Wiktionary: Beckmesser  - explanations of meanings, word origins, synonyms, translations

Individual evidence

  1. ^ Ulrich Müller, Oswald Panagl: Ring and Grail. Texts, comments and interpretations on Richard Wagner's “The Ring of the Nibelung”, “Tristan and Isolde”, “The Mastersingers of Nuremberg” and “Parsifal”. Würzburg 2002, pp. 286–288, see also Google Book
  2. Hellmut Rosenfeld: The historical master singer Sixt Beckmesser and the master song. In: Euphorion, Zeitschrift für Literaturgeschichte 47 (1953), pp. 271-280
  3. cf. his position on the master singer Bernhard Woerdehoff: National according to notes. In: Die Zeit 28/1996.
  4. The plaster is crumbling at the German Singers Association. In: Der Standard , September 27, 2009, on the staging of the Graz Opera .
  5. ^ Richard Wagner Festival. Boo concert at directorial debut in Bayreuth. (on Katharina Wagner's directorial debut ) In: Die Welt , July 25, 2007.
  6. Focus on Wagner and the comic. Edited by Udo Bermbach , Dieter Borchmeyer , Hermann Danuser u. a., Issue 1, Königshausen & Neumann, 2007, p. 56. ISBN 978-3-8260-3714-6
  7. Birgit Heise, Thierry Gelloz: Musical instruments for Richard Wagner. Supplementary remarks on the catalog “Golden Sounds in the Mystical Ground” . S. 12 f . ( uni-leipzig.de [PDF]). Musical instruments for Richard Wagner. Supplementary remarks on the catalog “Golden Sounds in the Mystical Ground” ( Memento from October 5, 2013 in the Internet Archive )
  8. Special model Beckmesser. In: Horngacher concert harp construction. Retrieved December 29, 2017 .
  9. Nicole Korzonnek: The Beckmessers Harp: Wagner sounds replacement . In: concerti.de . August 28, 2017 ( concerti.de [accessed December 29, 2017]).
  10. Libretto 1st act 3rd scene , shortly before [422]
  11. Libretto , Hans Sachs: 3rd act 1st scene, [459] - [460], David: 1st act 1st scene, shortly after [403], Eva Pogner: 2nd act 6th scene, [442] - [443]
  12. Libretto 3rd act 5th scene , [491] - [492]
  13. Jan Schleusener: Is the Beckmesser a Jew? In: Die Welt , July 26, 1999, accessed November 20, 2017.
  14. ^ Ludger Hoffmann : Richard Wagner, Judentum in der Musik. Anti-Semitism between Kulturkampf and Annihilation (PDF; 228 kB). In: Peter Conrady (ed.): Fascism in Texts and Media: Yesterday - Today - Tomorrow? Athena Verlag, Oberhausen 2004, p.?

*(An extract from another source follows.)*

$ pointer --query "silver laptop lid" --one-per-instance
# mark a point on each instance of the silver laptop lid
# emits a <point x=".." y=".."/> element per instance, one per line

  15. The black widow - Wagner's Cosima and Cosima's Wagner. In Walhall live with me (3) , manuscript of a radio broadcast on SWR2 from May 23, 2013 (PDF), p. 9, accessed on November 27, 2014.
  16. Hellmut Rosenfeld:  Beckmesser (Peckmesser, Beck knife), Six (t). In: New German Biography (NDB). Volume 1, Duncker & Humblot, Berlin 1953, ISBN 3-428-00182-6 , p. 729 f. ( Digitized version ).